Eim shook his head emphatically "no, we talked about it in theory. We talked about what we would do if we had to fight. We don't have to fight, we're leaving."

He frowned, taking a deep breath. "You two almost got yourselves killed once. You don't think it's going to happen again? The fights aren't going to get easier, Yaris. You-"

"Shrike never got touched, he just overdid his magic a bit, and I was fine. It was only-"

"Your arm was broke in several different places!" Eim took a step forward, not quite shouting, but almost there, and Jump-touch found herself shrinking back. "I have a diagnosis skill, Yaris, you can barely move the damn thing. If you take another hit on that arm before the day is out, I might not be able to heal it at all, ever!"

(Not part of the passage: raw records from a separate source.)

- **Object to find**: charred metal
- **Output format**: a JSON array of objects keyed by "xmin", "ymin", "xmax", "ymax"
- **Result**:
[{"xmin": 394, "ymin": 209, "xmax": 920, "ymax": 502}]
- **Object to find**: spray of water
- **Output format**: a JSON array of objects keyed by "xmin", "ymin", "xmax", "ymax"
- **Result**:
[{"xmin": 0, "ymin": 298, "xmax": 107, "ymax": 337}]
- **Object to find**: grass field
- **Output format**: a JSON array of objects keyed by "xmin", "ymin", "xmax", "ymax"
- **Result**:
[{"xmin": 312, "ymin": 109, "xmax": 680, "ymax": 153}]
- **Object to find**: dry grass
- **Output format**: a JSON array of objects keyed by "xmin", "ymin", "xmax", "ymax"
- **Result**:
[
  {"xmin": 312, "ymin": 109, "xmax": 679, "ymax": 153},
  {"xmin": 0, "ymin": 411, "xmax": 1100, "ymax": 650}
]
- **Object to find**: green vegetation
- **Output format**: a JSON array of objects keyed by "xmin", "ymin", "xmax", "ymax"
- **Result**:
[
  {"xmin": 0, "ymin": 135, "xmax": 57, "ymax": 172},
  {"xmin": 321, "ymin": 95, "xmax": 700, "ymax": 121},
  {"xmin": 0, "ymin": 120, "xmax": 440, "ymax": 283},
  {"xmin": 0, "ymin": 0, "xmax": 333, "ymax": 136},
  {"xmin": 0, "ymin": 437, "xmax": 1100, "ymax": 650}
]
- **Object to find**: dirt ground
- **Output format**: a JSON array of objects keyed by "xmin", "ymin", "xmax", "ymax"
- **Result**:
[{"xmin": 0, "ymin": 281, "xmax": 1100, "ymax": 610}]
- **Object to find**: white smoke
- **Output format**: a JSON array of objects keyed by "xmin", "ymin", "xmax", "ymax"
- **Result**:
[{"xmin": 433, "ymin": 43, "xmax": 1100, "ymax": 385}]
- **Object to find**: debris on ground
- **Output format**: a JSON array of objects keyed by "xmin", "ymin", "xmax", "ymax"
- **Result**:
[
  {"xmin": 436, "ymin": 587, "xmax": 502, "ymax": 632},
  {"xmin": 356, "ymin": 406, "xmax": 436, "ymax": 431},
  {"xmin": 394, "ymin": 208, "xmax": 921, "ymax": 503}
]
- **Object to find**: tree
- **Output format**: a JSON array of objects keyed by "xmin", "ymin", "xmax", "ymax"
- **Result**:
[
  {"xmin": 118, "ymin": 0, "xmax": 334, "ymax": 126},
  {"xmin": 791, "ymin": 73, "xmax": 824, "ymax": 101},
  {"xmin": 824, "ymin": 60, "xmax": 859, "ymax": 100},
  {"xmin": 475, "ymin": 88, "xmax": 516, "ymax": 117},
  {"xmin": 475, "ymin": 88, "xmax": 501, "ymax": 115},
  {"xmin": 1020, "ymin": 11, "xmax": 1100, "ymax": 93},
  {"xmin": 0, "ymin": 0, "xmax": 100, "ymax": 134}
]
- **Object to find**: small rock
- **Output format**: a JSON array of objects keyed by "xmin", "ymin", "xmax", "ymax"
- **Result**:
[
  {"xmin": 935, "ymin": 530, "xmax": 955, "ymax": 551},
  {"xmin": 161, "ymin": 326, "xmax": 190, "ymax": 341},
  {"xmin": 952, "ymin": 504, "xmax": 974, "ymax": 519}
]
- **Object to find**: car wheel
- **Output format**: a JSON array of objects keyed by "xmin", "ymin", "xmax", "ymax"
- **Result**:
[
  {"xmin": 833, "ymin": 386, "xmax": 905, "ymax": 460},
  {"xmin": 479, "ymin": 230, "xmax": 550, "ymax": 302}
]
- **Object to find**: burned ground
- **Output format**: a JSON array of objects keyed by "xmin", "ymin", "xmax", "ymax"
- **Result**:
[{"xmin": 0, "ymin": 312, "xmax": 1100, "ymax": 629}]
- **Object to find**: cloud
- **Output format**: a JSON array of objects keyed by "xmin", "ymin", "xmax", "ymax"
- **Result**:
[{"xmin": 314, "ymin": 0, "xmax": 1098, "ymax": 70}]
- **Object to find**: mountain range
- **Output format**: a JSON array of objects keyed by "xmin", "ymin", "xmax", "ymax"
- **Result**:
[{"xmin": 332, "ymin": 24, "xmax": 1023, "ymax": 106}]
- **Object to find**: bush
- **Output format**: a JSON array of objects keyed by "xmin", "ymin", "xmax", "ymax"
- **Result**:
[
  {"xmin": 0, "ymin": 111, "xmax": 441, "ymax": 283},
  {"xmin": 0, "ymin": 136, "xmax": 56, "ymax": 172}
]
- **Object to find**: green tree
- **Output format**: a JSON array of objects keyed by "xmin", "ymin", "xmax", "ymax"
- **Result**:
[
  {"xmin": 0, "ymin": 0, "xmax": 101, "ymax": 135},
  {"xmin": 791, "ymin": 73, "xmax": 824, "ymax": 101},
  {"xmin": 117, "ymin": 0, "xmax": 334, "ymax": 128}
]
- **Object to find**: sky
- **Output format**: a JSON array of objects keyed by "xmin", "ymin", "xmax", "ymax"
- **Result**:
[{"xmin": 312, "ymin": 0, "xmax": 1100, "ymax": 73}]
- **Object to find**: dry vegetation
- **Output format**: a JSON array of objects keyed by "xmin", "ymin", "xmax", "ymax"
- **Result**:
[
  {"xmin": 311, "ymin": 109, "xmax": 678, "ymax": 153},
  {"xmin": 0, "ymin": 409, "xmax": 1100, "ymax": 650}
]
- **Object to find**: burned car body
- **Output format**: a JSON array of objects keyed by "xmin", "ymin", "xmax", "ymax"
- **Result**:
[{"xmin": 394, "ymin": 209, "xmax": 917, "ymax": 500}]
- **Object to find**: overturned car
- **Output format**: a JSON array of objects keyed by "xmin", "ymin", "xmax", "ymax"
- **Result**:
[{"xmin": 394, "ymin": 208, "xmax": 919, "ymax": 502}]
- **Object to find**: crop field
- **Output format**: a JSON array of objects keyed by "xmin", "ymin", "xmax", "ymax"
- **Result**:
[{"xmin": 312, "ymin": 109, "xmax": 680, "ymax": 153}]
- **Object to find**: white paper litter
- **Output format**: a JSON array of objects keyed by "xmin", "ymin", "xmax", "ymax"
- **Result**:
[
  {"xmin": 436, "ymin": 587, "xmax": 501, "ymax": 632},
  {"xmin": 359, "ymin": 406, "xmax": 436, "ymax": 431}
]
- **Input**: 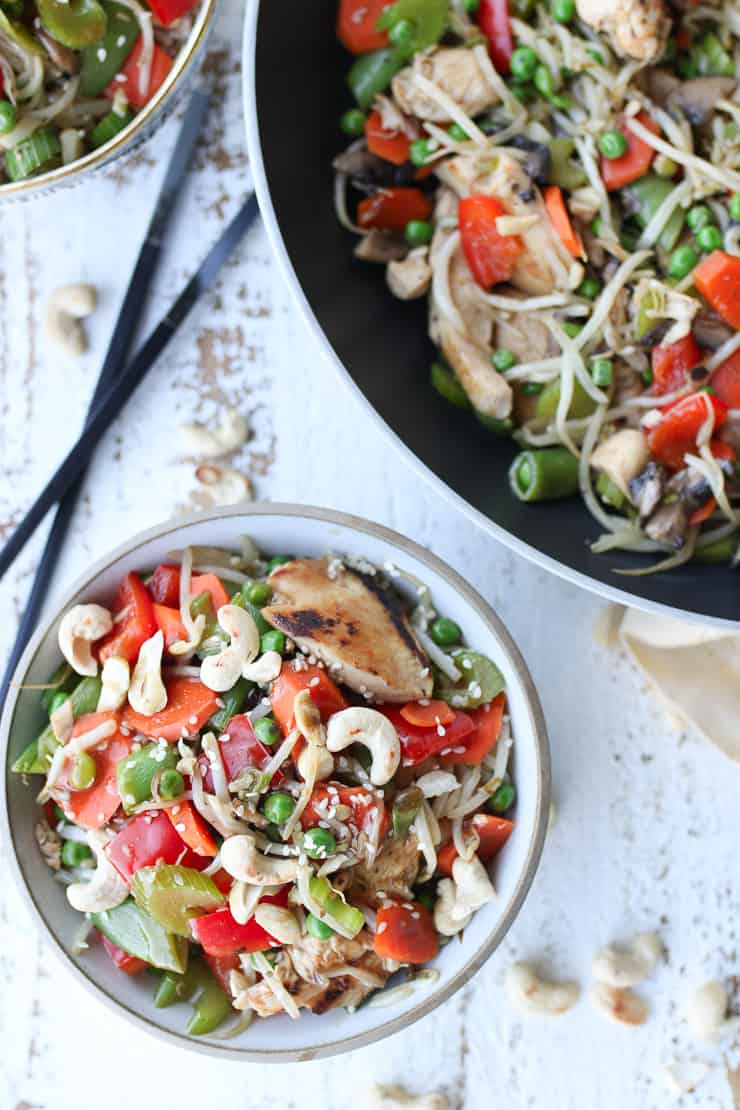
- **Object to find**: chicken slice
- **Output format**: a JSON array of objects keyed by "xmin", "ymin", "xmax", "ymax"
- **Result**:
[
  {"xmin": 576, "ymin": 0, "xmax": 671, "ymax": 62},
  {"xmin": 391, "ymin": 47, "xmax": 498, "ymax": 123},
  {"xmin": 262, "ymin": 558, "xmax": 434, "ymax": 702}
]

He took a step backwards, towards the veil, waving his hands. Somewhere in the distance the horns sounded again, and Jump-touch could hear the roaring of a crowd now, muffled, but audible on the wind.

"It's either now or never," Yaris shook her head, tearing at the sling, trying to look between both Eim and the arena behind her. "You didn't see it, Eim. There were crowds. They were cheering us, it was magic, it-"

"There were no crowds, Yaris. This place is fucking with your head. Ollie, please talk some sense ito her."

Jump-touch turned to look up at Ollie, expecting them to be as incensed as Eim, but their face was clouded, confused.

"I don't know," they said slowly. "We talked about it for a while last night, and the rewards do get better, the more rounds you do, right? The rules said that. If we leave now..."

They trailed off, staring into the pit, clenching their fists open and closed.

"You don't even have a weapon!"

Jump-touch wished, suddenly, that she hadn't wandered off. That she had read over the rules with them. It would be good to know right now what exactly they said. She just… Hadn't been interested. She wasn't going out there and fighting, so what did it matter if she listened or not?

That was a mistake, thinking like that was the wrong way to think. She was a member of the team, she should be thinking like one. She was supposed to be human, wasn't she?

They're your friends. Start acting like it.

The thought hit her like a lightning bolt.

It wasn't wrong. She kept thinking of herself as other, because she looked different, because she was small, because she wasn't-

She skittered backwards as Eim went from static and fidgety, to all of a sudden motion; as he threw himself at Yaris, shoes scuffing up the stone behind him, arms outstretched. "Jump!" he shouted as he moved, and she wasn't sure if it was her name or a command.

She took it to mean both and ducked closer to the two even as Eim impacted Yaris, who had been staring so hard into the arena that she barely had time to turn her head before he hit her. There was a loud noise of impact as he hit her in the side, and then she was holding him against her, confusion on her face.

Then her expression darkened.

"You're trying to use your skill on me again," her words were a little slurred, and she staggered to one side, almost losing her footing on the smooth floor. "Shrike, shtop him!"

Eim wasn't to be stopped. "Jump! Send her to your Heart!"

Well, that wasn't possible. "I can't!"

"Why not! Just do it, listen to me!"

There were a multitude of reasons why not! For one thing, the box was still in there, taking up all the space, and Yaris was bigger than Shrike. For another, she was pretty sure she couldn't just kidnap people who actively didn't want to be kidnapped. It didn't work like that. That would be- That would be the prison skill Shrike had spoken to her about!

"I just can't!" she shouted, skipping backwards as Yaris swung her free arm wildly. "Why are you all fighting!"

Then Shrike threw himself into the back of the two of them, and all three of them were suddenly a tangle of limbs and shouting, as they crashed through the exit of the Drop, back into the area outside.